Midweek timelines, 13-14 Sep 2016
A quick explanation
You can skip this if you’ve seen these before.
Returning from last season, here are match timelines for each of the midweek matches. There’s a full explanation of these here, but in a nutshell they track how each club’s expected goals tally (the number of goals that the average team would have scored from the chances that they created) increased over the course of the match.
This allows us to get a better sense of how each game played out than from just watching a highlights package. Every jump in a line is a shot, with bigger jumps corresponding to more promising chances (at least as far as we can tell from the limited data available at this level). There are two numbers next to each club’s name: the first is how many goals they scored and the second (in brackets) is how many goals the average club would have scored from their shots. The latter number is what the lines track, with dots on the lines showing goals scored.
You can browse previous timelines by selecting “VISUALISATIONS > TIMELINES” from the menu.
Brighton may have needed a late goal to win this but it looks like a comfortably dominant performance in which they were the far more deserving winners. Huddersfield have started very well overall this season but the flatness of this performance raises the question of how well-equipped they are to take on the division’s bigger sides.
Poor Derby just can’t catch a break at the moment. They still have just one league goal this season despite a much improved and dominant showing here, with Ipswich creating a goal out of just a few relatively speculative efforts. If the Rams continue to perform like this then they’ll surely turn a corner eventually.
While the last-gasp nature of Fulham’s equaliser will have disappointed Burton, the overall result here should not. The Brewers had been out-created by their hosts – a relatively rare occurrence in an impressive debut season at this level – so would have been fortunate to take three points even before the Cottagers’ late surge.
Leeds look to have edged a relatively even game here, although they had the better of things overall. After taking the lead they look to have taken their foot off the gas, allowing Blackburn a way back into the game, only to reassert themselves in the dying moments.
Norwich’s early two goal lead may have seemed a touch fortunate at the time but but the end of the game they had earned their victory.
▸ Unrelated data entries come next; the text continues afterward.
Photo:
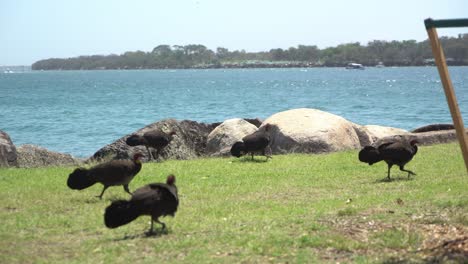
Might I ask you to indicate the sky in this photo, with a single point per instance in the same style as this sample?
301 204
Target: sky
31 30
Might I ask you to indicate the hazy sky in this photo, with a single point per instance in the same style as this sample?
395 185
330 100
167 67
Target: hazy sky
31 30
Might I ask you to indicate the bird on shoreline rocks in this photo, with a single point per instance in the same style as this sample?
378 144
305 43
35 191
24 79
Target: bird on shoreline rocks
256 142
155 138
112 173
395 152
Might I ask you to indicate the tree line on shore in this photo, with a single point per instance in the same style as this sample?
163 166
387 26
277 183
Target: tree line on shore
390 53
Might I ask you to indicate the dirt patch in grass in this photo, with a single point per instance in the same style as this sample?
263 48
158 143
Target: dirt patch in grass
426 238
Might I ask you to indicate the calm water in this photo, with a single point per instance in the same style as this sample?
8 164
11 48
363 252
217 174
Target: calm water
78 112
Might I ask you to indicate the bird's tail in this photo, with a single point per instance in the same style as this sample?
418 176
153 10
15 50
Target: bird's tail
120 213
135 140
237 148
369 155
80 179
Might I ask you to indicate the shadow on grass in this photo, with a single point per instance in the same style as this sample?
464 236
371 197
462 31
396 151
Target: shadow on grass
392 179
249 159
154 234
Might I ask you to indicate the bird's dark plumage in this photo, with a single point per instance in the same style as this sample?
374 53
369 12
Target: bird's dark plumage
155 200
256 142
154 138
396 152
112 173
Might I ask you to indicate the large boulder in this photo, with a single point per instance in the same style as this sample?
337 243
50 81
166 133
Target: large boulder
188 143
8 154
311 131
221 139
35 156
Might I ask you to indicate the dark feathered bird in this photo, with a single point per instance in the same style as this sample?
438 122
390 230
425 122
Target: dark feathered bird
396 152
256 142
155 200
112 173
154 138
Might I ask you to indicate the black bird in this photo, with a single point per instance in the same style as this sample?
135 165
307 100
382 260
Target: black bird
112 173
256 142
154 138
155 200
395 152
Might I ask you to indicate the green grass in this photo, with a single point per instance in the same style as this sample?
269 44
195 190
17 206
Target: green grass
293 208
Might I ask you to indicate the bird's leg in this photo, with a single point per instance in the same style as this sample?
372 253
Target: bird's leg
157 153
150 156
388 172
103 190
270 152
163 225
126 189
409 172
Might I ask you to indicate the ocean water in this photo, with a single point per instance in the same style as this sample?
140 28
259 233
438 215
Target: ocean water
78 112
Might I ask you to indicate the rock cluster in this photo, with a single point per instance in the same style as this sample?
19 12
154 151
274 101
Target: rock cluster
298 130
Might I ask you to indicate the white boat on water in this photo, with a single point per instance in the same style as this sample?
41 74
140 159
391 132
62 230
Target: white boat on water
380 65
354 66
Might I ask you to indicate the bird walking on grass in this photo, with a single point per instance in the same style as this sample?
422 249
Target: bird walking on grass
112 173
154 138
256 142
395 152
155 199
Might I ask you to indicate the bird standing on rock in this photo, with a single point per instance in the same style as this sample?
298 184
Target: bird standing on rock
112 173
155 200
395 152
154 138
256 142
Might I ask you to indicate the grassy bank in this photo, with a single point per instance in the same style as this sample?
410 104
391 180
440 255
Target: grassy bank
293 208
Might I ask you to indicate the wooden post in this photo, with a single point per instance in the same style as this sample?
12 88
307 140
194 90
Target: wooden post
449 92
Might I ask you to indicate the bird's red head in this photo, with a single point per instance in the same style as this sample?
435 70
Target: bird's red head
137 156
170 179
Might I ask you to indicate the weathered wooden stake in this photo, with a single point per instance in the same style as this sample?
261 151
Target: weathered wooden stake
449 92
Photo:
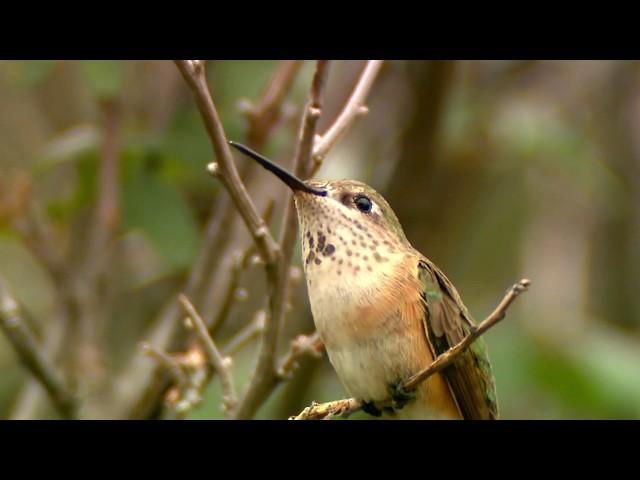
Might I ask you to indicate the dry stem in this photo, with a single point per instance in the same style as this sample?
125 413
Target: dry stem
354 107
26 347
221 365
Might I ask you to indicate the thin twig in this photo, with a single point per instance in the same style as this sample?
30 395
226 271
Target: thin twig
193 72
354 107
264 115
222 365
265 377
26 347
246 334
301 345
348 406
168 362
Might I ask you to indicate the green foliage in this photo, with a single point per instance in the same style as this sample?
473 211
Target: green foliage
104 77
158 209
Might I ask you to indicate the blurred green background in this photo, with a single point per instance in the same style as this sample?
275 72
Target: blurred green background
498 170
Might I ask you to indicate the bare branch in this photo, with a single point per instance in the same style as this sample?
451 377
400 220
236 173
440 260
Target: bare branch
264 115
323 411
301 345
348 406
265 377
222 365
194 74
28 350
450 355
354 107
246 334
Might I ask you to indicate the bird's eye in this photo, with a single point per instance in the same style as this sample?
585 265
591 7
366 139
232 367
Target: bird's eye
363 203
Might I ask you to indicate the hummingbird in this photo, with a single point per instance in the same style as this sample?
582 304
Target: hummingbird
382 309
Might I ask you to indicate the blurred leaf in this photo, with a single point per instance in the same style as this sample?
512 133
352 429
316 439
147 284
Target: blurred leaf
105 77
35 72
157 209
68 146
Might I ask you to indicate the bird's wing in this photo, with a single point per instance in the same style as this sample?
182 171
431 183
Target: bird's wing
447 322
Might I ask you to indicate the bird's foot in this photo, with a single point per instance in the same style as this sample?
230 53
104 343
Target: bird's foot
400 395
Wigan offered little for the first hour here and, while they just about merited their place on the scoresheet overall, look to have been second best.
Cardiff’s awful start continued here, with the Bluebirds virtually anonymous for the first hour of this contest. By that point hosts Preston were already two goals up and able to resist their visitors’ fightback before adding a late third. While the margin of victory looks to have flattered the hosts a bit, they created the better chances and presented the more regular threat.
The undoubted “ouch” result of the season so far saw Newcastle score three goals in first gear and three more in fifth. While QPR were kept impressively quiet in the first half, the first three of the visitors’ goals came from a relatively modest display but – perhaps in response to the lack of resistance – they rained in much more dangerous chances thereafter to seal a superb victory.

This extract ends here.